どこの馬の骨とも知れないモンスターとラスボス戦に挑むのは嫌だったので、ビアンカ、かごまる(男の子の名前)、あるみ(女の子の名前)と共に挑む。
第二形態の1回目の攻撃でいきなり1人即死、他の人も瀕死状態になり、さすがに強すぎるだろ…と引いたが、どうにか倒すことができた。
スクルト(味方の守備力を上げる)を覚えている人がいなかったのできつかった。←男の子が覚えていたみたい。あと、普通はフバーハを使うらしい。フバーハとか存在すら知らなかったなあ。
というわけで守備はザルだったので、毎回攻撃を素の状態で食らって、主人公と男の子のベホマと、ビアンカの持つけんじゃのいしで回復しつつ、女の子のバイキルトで攻撃を上げて、余裕があれば主人公と男の子は直接攻撃、ビアンカメラゾーマ、女の子はイオナズンで攻撃、いざとなったら世界樹の葉とエルフののみぐすりを使用という微妙な戦術だった。


いやーしかし面白かった。
全体を貫くテーマとしては、やはり「受け継がれる想い」とそういうのがあって、それがいいですよね。両親の果たせなかった思いを自分の子どもが果たすという。ぐっとくる。
石化した主人公を子どもたちが救いに来たときが一番感動しました。
主人公の子どもが伝説の勇者で、主人公はそうではないというのが独特の味になっているのかも。主人公の「職業」が、「ゆうしゃのちちおや」になったのを見て、最初は「何だ、主人公は勇者を産む機械かよ」と思ったのですが、だからこそ、子どもによって悲願が果たされたときのカタルシスも大きくなる面もあるかもしれません。

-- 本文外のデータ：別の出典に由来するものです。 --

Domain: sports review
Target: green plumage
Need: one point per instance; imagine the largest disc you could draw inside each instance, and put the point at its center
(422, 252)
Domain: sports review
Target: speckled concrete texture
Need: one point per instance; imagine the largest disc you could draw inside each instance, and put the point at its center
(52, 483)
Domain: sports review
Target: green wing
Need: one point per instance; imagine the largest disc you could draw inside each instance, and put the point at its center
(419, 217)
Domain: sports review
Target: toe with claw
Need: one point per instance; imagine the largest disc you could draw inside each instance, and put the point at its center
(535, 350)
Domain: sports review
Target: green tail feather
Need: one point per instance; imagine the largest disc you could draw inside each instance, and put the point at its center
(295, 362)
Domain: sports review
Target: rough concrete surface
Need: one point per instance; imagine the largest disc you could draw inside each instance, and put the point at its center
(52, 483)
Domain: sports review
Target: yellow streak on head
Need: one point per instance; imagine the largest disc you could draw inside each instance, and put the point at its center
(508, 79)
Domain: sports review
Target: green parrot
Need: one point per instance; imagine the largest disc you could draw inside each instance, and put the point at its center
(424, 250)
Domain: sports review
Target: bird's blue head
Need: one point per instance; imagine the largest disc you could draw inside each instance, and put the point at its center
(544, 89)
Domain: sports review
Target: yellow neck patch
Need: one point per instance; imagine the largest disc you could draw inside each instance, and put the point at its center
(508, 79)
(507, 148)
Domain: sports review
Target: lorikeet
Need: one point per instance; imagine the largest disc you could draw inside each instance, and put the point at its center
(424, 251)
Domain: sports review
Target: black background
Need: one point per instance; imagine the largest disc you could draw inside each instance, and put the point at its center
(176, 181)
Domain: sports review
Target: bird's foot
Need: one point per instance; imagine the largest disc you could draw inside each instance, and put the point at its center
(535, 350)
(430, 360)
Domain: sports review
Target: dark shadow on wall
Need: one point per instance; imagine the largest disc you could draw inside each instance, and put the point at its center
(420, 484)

時の流れを生かした演出も色々細かい部分も含めて凝っていますよね。年月が経過すると、どっかの街で踊り子になってたお姉ちゃんが帰って来てるとか、子どもだったピピンが兵士になってるとか、サンタローズの街でおじいさんが世話をしてた男の子が大きくなってるとか、オラクルベリーのすごろく場の地下で、落ちてくる人を眺めるのだけが趣味のおじさんがおじいさんになってるとか、細かいのを数えだすときりがありません。
もっと重要なところで言えば、ビアンカのリボンでキラーパンサーが仲間になり、パパスの形見を持ってくる、サンタローズの洞窟の少年時代は入れなかった部分に、青年時代になって入るとパパスの遺書とともに伝説の武器が置かれている、少年時代に出会った「謎の青年」がらみの云々、そして何より、幼なじみだったビアンカと結婚し、できた子どもが伝説の勇者だった*1*2等々は泣かせます。
特に、「少年時代に出会った『謎の青年』がらみの云々」は素晴らしいと思います*3


こうやって改めて文章で書くと結構陳腐な感じもしますけれども、まあそこはやはりゲームなので、小説にすると陳腐になるにしても、ゲームでプレイする場合は、自分で主人公をいじくり回し、レベル上げなど苦労もあるわけですから、より「自分の物語である」と感じられるほどに感情移入するので、陳腐さやご都合主義には気がつきづらいのではないでしょうか。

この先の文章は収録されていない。